Not blaming homeless people a good first step

The Spokesman-Review

Many people believe a job is a cure-all for people down on their luck.

Need money for rent? Get a job. No gas for the car? Get a job. Kids at school are making fun of your kids because they’re wearing shabby clothes? Get a job. Can’t find an affordable place to rent? Get a job, you bum.

But it’s not that easy. What if you can’t qualify for subsidized housing because you’re deeply in debt? You maxed out the credit cards paying for food, clothing and car repairs before you lost the house. Or what if you’re a single, abused mother who can’t leave her small children to accept a graveyard shift at Wal-Mart or Home Depot? Or you had your car repossessed with all your identification in it and have no transportation to work. Crawling out of a financial hole isn’t as easy as it looks.

It’s difficult to help people out of the pit, too.

In North Idaho, the Bonner County Homeless Task Force is searching for matching money of $46,777 – or 20 percent – to hang onto a federal grant of $233,887 to keep two transitional housing programs open. Raising that kind of money is relatively easy for charities with thriving thrift stores in Spokane, Coeur d’Alene and Post Falls. It’s harder in less populated areas, such as Bonner County, which prefers to polish an artsy, resort image, rather than think about homelessness.

At this point, the task force has few options other than to join other local charities with their hands out or to give some of the federal money back for the fiscal year that begins June 1. Any refunded money will come straight out of program services for the battered women, dependent children and others struggling to get back on their feet – child care, transportation, counseling, life skills instruction among them. It would be a shame if the task force had to turn back that money.
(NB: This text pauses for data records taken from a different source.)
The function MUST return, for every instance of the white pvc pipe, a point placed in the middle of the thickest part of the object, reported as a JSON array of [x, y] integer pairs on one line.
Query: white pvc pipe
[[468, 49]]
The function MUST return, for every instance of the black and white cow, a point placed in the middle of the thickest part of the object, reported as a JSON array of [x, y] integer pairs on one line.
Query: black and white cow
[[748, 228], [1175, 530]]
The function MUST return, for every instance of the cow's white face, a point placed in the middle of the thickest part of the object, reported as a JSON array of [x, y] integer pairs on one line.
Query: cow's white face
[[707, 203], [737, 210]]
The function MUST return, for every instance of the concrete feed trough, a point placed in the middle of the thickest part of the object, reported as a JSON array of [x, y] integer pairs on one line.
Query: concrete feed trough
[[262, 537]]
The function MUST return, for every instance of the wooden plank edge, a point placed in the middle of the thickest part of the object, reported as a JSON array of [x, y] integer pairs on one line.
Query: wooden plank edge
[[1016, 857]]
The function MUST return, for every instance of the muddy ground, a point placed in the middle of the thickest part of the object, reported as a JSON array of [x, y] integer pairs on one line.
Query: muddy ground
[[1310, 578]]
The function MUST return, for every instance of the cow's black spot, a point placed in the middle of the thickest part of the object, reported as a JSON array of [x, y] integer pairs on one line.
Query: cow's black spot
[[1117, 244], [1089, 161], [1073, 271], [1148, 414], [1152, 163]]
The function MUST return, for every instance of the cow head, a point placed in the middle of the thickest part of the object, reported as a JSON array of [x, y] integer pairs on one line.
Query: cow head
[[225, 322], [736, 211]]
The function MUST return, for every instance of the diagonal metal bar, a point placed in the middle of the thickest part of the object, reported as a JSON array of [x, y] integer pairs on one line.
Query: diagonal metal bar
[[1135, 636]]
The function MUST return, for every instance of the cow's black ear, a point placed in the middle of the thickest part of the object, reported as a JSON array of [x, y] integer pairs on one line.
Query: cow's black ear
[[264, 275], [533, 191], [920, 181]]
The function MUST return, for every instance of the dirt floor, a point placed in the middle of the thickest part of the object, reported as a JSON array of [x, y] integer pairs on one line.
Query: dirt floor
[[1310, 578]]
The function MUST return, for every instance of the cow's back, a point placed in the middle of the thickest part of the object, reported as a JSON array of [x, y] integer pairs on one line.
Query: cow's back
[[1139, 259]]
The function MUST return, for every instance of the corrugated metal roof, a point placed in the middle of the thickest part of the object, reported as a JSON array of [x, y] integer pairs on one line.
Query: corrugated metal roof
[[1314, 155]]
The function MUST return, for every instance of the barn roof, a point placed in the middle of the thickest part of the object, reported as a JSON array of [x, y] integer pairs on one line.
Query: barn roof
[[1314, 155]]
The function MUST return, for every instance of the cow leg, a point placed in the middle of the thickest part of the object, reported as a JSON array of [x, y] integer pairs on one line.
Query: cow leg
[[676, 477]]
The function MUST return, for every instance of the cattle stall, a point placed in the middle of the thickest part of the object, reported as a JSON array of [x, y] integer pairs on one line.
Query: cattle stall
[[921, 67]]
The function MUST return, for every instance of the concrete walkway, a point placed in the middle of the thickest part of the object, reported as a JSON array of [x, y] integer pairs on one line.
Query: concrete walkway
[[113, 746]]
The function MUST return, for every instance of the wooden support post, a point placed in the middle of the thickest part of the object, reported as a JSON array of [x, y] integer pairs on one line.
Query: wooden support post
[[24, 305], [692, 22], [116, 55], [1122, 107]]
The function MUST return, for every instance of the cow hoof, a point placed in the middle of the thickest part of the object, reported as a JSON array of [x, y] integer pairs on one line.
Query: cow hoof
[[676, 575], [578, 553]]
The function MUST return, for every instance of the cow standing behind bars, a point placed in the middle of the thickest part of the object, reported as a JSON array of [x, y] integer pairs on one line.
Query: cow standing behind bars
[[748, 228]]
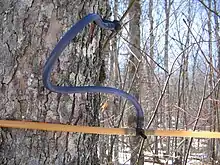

Unlike most charitable organizations, the homeless task force battles a stigma. Possible contributors link homelessness with drug abuse or laziness. Contributors have told task force executive Deborah Baptist that their money is not to be used for homeless people, not realizing that 35 percent of them are women and children fleeing domestic violence. In the face of that bias, it’s challenging to explain that individuals staying at the transitional housing are tested randomly for drugs, that there are resident managers, that there are curfews, that there are success stories.

After finding shelter in the transitional housing program, one abused woman landed a job with flexible hours that enabled her to be with her children as much as possible. Later, she qualified for a Habitat for Humanity home. Today, she’s a productive homeowner who models the difference the task force makes in lives.

Homelessness has many causes, including lives steeped in self-destruction. But not all homeless people are to blame for their predicament. Helping contributors and prospects in Bonner County understand that fact is a good first step.